Por conseguinte, a aplicação dos métodos da ciência natural à atividade humana às vezes é necessária, mas não pode ilustrar-nos sobre a natureza dessa atividade ou os motivos que a motivam e a sustentam. Em vez disso, as ideias devem vir das experiências próprias e da dos outros, e dos exemplos que encontramos na mídia, na literatura e em outros lugares. O aluno de Wittgenstein, Maurice O’Connor Drury (que se tornou psiquiatra), sugeriu que o conhecimento psicológico não vem de experiências psicológicas, mas da literatura, da arte e da música.

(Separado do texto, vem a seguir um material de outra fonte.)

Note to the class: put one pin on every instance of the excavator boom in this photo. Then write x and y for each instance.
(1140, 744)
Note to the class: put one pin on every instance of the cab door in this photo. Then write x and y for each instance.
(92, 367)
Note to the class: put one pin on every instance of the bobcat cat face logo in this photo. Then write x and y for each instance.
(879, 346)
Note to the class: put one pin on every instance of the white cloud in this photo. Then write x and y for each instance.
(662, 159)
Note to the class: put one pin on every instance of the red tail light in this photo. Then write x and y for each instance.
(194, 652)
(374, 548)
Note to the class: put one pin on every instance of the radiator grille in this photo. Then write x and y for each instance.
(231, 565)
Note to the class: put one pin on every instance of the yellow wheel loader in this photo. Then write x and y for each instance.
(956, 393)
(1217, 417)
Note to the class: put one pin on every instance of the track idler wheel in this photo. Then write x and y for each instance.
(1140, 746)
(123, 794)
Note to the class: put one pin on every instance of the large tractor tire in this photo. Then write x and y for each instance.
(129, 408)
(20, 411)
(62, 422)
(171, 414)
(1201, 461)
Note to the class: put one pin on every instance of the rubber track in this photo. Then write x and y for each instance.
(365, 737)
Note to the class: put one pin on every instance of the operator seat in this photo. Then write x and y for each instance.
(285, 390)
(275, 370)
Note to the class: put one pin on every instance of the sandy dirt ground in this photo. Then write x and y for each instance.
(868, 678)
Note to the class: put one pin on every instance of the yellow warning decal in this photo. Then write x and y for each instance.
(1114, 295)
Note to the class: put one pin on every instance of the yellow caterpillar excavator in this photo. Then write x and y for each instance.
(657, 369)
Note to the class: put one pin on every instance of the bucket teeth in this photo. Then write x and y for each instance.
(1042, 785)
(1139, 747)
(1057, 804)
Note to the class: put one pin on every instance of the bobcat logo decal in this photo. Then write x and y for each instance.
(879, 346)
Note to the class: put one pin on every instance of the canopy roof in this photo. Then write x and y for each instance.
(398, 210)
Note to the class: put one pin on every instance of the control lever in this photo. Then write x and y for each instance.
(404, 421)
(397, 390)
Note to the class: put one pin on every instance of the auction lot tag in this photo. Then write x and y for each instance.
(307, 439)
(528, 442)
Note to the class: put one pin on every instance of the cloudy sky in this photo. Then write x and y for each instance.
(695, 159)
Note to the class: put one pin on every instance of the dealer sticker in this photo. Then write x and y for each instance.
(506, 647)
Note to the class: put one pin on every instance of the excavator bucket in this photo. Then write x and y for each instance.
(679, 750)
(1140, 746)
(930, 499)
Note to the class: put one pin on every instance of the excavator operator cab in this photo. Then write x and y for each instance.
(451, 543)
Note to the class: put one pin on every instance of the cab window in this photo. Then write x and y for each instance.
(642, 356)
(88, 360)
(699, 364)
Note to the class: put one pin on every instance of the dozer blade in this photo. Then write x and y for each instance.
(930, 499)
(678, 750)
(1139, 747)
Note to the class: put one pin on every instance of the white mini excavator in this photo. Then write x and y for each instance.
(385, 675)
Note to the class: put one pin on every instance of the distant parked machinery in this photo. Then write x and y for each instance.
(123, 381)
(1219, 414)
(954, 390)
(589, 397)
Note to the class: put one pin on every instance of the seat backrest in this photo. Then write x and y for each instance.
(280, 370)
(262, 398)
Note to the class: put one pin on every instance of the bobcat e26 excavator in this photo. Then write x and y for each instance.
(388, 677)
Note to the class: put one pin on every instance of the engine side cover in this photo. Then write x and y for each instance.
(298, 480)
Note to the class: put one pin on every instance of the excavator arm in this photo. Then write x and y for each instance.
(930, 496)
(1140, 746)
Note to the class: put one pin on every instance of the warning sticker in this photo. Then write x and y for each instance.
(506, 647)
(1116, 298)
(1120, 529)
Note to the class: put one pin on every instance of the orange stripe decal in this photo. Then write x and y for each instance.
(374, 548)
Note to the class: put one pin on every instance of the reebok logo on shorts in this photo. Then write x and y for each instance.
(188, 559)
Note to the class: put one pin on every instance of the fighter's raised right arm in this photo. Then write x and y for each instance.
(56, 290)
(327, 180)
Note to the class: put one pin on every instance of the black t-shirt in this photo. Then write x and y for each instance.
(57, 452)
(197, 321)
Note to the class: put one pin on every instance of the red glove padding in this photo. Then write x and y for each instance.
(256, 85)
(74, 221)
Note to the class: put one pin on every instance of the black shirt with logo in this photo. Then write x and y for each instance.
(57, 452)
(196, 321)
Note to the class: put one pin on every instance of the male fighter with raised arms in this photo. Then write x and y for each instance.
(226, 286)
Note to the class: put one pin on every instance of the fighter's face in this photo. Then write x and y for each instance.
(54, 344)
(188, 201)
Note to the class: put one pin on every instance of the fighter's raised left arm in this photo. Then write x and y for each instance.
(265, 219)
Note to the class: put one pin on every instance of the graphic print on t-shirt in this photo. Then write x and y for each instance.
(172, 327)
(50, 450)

São as artes que iluminam os dilemas e os desafios da vida humana. [6] Na mesma linha, Thomas Szasz recomendou, uma vez, a história curta Enfermaria 6, de Chekhov, como uma dos contas mais iluminantes sobre a natureza da loucura e as circunstâncias que podem gerá-la. [7]

Notas de rodapé:

  1. An idea expressed most clearly by Peter Winch, who applied Wittgenstein’s ideas to the study of social science. Winch, P. 2008. The Idea of a Social Science and its Relation to Philosophy, Routledge Classics edition ed. London, Routledge.
  2. As Marx famously said: ‘Men make their own history, but they do not make it as they please; they do not make it under self-selected circumstances, but under circumstances existing already, given and transmitted from the past’ Marx, K. 1852. The Eighteenth Brumaire of Louis Napoleon New York, Die Revolution.
  3. Dilthey, W. 2010. Dilthey: Selected Writings Cambridge, Cambridge University Press.
  4.  Heidegger, M. 1962. Being and Time New York, Harper & Row.
  5. American philosopher Hubert Dreyfus has written one of the most accessible commentaries on Being and TimeDreyfus, H.L. 1991. Being-in-the-World. A Commentary on Heidegger’s Being and Time, Division I. Cambridge, MA, MIT Press. Heidegger devises a whole new vocabulary to convey his ideas, which is translated in varying ways. Dreyfus translates Heidegger’s terms Zuhandenheit as ‘availableness’ and Vorhandenheit as ‘occurrentness’. Most translators use the more literal translations of being ‘ready at hand’ and ‘present at hand’.
  6.  Drury, M.O. 1973. The Danger of Words London, Routledge and Kegan Paul.
  7.  Chekhov, A. 1999. The Essential Tales of Chekhov London, Granta Books.